Today Boris Johnson is attempting to show he is on the front foot by chairing a cabinet in which he has asked ministers to come forward with cost of living solutions. However, in a sign of the limits of government intervention, these are to be non-fiscal measures – they are not supposed to involve new funds. As I reported in the magazine, the view in government is that the tricky financial landscape means that ministers must get creative.

‘It shouldn’t just be all on Rishi to hand out dough,’ says a senior government figure. Measures under review include raising the cap for the maximum number of children a childminder can look after – which currently stands at six children under the age of eight. The Prime Minister’s great hope is that a plan for growth will come together which in turn will ease cost of living. Johnson has been waxing lyrical to colleagues about the answer to current issues being economic growth, from investment and skills to free ports.
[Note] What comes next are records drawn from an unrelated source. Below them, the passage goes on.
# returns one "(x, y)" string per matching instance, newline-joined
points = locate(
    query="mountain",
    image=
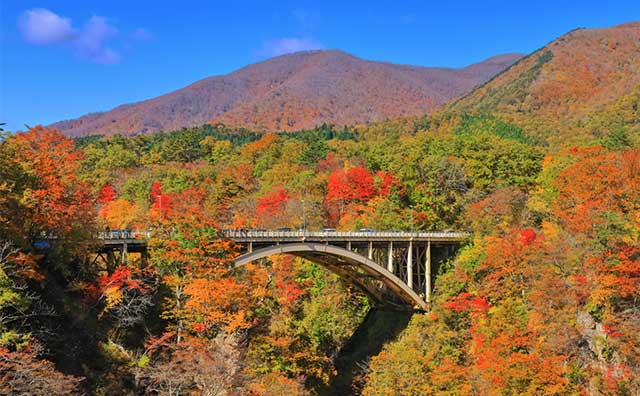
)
(586, 83)
(296, 91)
Rather than partygate, MPs worry that the biggest issue at the next election will be the economy. The Tories have lost their lead on the issue and are now equal to Labour on which party is most trusted when it comes to the economy. Meanwhile, Keir Starmer is facing pressure from members of his shadow cabinet to move the focus from No. 10 parties to cost of living. It’s for these reasons that it’s easy to see why Johnson looks as though he is taking charge and that his ministers are acutely aware of the problems people are facing. But it could also expose differences of opinion in Cabinet over the best way to boost growth and simply highlight the limits of government intervention when it comes to easing the burden.